I tried specifying the 5 programs in the “executable” section of the adef file, and also specifying those same programs in the “processes->run” section of the adef file. That worked, but it looks like a single app to the Legato system. I am unable to use “app stop” to stop just one component of our system.
I tried using mksys, and that did provide 5 separate apps, but it also included a system image which makes the file 40 times bigger!
Is there a way to build a .update file which contains 5 separate apps, and no system image?
you can combine those 5 apps into one legato app, just like what you did to specify 5 programs in the “executable” section of the adef file, but also specify “start: manual” to manually start the application.
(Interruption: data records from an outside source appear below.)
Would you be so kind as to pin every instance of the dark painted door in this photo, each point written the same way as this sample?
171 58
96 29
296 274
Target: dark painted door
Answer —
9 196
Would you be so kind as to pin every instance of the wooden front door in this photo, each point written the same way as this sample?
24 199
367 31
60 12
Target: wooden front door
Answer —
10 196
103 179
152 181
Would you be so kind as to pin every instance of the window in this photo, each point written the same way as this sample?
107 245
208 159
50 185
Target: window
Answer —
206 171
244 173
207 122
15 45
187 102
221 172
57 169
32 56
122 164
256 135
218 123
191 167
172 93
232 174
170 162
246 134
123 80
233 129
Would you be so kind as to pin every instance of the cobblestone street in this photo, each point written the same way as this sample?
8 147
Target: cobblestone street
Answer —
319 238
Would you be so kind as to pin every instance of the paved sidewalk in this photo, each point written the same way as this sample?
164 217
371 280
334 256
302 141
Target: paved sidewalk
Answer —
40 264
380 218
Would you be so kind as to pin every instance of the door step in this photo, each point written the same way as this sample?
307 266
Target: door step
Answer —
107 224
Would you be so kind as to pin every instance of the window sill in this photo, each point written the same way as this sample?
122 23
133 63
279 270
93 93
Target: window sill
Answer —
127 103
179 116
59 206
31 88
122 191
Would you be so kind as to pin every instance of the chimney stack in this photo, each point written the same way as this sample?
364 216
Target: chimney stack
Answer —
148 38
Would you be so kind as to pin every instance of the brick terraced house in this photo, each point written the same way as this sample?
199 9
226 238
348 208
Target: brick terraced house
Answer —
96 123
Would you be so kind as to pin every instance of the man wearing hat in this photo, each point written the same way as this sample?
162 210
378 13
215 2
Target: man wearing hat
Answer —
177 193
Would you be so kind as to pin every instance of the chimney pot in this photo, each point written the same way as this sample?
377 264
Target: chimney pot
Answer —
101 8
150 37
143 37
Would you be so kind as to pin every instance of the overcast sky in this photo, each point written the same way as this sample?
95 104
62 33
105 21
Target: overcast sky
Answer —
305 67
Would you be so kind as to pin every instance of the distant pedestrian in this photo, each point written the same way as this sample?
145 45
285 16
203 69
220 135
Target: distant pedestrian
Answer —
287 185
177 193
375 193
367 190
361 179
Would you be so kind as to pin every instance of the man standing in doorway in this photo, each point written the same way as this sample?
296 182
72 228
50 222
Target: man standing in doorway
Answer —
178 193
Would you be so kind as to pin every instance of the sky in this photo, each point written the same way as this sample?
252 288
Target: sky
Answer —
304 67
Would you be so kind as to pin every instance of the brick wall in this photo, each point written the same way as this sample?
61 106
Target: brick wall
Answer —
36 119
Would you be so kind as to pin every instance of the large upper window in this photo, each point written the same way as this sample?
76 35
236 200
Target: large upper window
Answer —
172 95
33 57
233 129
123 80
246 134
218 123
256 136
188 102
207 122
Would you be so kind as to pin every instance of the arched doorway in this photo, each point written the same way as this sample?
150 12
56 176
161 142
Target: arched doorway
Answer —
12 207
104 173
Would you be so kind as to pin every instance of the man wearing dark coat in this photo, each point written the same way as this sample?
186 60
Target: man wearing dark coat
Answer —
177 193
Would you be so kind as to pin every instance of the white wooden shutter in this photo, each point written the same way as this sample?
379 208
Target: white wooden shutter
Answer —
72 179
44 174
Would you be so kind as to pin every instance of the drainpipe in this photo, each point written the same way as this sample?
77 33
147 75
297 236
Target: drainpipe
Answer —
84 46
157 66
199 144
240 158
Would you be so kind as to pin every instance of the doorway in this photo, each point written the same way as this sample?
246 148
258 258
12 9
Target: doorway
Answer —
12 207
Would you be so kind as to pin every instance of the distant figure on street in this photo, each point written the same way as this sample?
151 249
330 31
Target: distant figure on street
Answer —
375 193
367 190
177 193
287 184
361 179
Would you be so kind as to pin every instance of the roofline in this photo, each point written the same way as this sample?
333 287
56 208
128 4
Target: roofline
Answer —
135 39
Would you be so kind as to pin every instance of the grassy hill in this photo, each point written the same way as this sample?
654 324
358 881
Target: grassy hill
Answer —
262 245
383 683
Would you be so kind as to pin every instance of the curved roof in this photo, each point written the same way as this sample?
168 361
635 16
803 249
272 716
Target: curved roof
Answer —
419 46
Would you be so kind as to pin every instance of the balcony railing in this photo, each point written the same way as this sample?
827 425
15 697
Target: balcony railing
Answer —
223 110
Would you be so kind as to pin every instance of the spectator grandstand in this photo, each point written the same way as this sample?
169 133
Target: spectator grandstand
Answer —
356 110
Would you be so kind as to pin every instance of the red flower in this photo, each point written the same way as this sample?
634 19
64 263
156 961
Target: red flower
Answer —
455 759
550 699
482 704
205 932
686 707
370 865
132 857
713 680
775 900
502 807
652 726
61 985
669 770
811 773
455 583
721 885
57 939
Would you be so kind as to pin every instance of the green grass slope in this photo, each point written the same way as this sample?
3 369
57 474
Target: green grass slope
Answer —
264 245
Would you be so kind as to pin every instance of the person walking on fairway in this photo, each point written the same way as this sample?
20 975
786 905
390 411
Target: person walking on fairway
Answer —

After that you can run each component by “app runProc”
e.g.
app runProc hello1 hello1 --exe=hello1 &
app runProc hello1 hello2 --exe=hello1 &
To stop the component, you can find out the pid and kill the process.
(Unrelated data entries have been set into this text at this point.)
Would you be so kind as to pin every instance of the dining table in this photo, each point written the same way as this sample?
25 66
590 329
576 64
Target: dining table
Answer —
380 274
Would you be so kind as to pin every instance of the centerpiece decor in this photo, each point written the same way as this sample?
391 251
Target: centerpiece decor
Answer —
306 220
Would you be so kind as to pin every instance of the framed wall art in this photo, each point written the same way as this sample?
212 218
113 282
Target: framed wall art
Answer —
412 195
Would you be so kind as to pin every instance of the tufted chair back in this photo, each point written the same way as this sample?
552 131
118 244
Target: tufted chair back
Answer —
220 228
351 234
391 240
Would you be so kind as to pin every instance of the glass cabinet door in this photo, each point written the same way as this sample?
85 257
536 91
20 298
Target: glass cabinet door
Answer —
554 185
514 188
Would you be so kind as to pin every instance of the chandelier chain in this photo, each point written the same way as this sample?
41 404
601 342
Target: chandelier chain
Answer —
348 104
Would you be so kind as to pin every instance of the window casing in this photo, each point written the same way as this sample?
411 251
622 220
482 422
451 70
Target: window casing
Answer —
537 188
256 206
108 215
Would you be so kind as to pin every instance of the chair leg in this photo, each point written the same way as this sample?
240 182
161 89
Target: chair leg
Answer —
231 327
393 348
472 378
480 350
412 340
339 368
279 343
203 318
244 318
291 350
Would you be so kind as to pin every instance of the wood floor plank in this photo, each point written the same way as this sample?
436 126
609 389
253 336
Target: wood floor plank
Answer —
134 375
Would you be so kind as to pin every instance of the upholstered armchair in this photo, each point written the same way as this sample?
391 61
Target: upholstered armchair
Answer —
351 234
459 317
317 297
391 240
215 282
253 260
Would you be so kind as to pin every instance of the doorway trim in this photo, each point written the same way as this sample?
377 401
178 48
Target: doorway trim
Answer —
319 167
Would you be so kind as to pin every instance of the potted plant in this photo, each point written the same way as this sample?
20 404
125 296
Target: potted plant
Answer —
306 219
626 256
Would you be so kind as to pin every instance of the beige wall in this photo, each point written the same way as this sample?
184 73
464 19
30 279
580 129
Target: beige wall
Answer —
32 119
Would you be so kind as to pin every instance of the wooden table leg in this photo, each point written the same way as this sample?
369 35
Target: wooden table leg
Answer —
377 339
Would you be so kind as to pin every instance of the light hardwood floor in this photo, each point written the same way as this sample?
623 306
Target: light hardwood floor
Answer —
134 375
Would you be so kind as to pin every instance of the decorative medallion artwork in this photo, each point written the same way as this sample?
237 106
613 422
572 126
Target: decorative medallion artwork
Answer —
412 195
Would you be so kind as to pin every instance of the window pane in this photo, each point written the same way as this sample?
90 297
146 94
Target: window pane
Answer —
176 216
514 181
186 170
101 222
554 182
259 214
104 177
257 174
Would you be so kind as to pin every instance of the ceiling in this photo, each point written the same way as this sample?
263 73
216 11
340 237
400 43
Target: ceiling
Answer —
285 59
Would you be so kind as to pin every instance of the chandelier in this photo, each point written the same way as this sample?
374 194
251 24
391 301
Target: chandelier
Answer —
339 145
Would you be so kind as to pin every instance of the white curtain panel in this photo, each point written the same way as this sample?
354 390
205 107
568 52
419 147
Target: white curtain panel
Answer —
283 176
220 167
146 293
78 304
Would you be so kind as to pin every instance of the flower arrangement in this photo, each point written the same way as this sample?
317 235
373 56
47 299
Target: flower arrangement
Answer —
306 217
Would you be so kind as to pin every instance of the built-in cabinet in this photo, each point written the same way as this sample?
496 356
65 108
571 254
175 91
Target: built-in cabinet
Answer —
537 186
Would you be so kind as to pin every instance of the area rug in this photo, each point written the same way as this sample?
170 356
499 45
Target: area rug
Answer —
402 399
Thanks for the reply. I tried using app runProc on my system, but it doesn’t exist. Is it a new feature in the R15 release? We haven’t moved to that yet.
Also, the start:manual step is not what we want. Unless your’e suggesting start:manual when doing a debugging build? But we were hoping for a way to do this for debugging on a production system. We also specify faultAction: restartApp for the processes, so I’m guessing if I kill them, they will just restart.
Our dream would be something like the output of mksys, but without the system update part. But my testing seems to indicate that is not possible.
Let me know if you have any other nuggets of information to share.
Hi Ken, did you find a solution? We have 4 apps to deploy; and would like to deploy as a set (without the system image).
I have been trying to see if AirVantage might support this somehow; but no joy yet. “Workflow” shows “Install Application” step-types in the manual… that appeared promising; but that step isn’t available when I login.
Regards, Mike
We ended up going with a single .adef file that listed all 5 of our apps, in both the “executables” section and the “processes->run” section. We also changed the faultAction: flag from “restartApp” to “restart”. That way, if one of the 5 executables crashes, it just restarts that process, not all 5 processes.
After some internal discussion, we decided we really liked the fact that all 5 executables get installed and restarted as a unit. It really simplified deployment and versioning of our software. The only downsides are we can no longer just stop one of the processes, which we would sometimes do when debugging a problem. If we kill the executable with the kill command, it will get just restarted, so we now have to to “app stop <app_name>” to stop all 5 processes when debugging certain problems. But that’s not a issue for us. We just need to remember to use a different command now when we need to stop our app.
That other downside is we cannot update just one of the executables via AirVantage. We have to send down the entire combined app, even is only one executable is different. But it does make building a release easier, and there is much less of a chance of installing different releases of the 5 executables in our app.
Pros and cons to both.
We can’t do single ADEF, because one of the “control” app is set to reboot-if-fail… last ditch attempt to recover. The other 3 send the “control” app heartbeats; they only have restartApp behaviour… and are optional… and etc…
Pity. The rest of Legato is wonderfully architected, so this seems to be a rare oversight.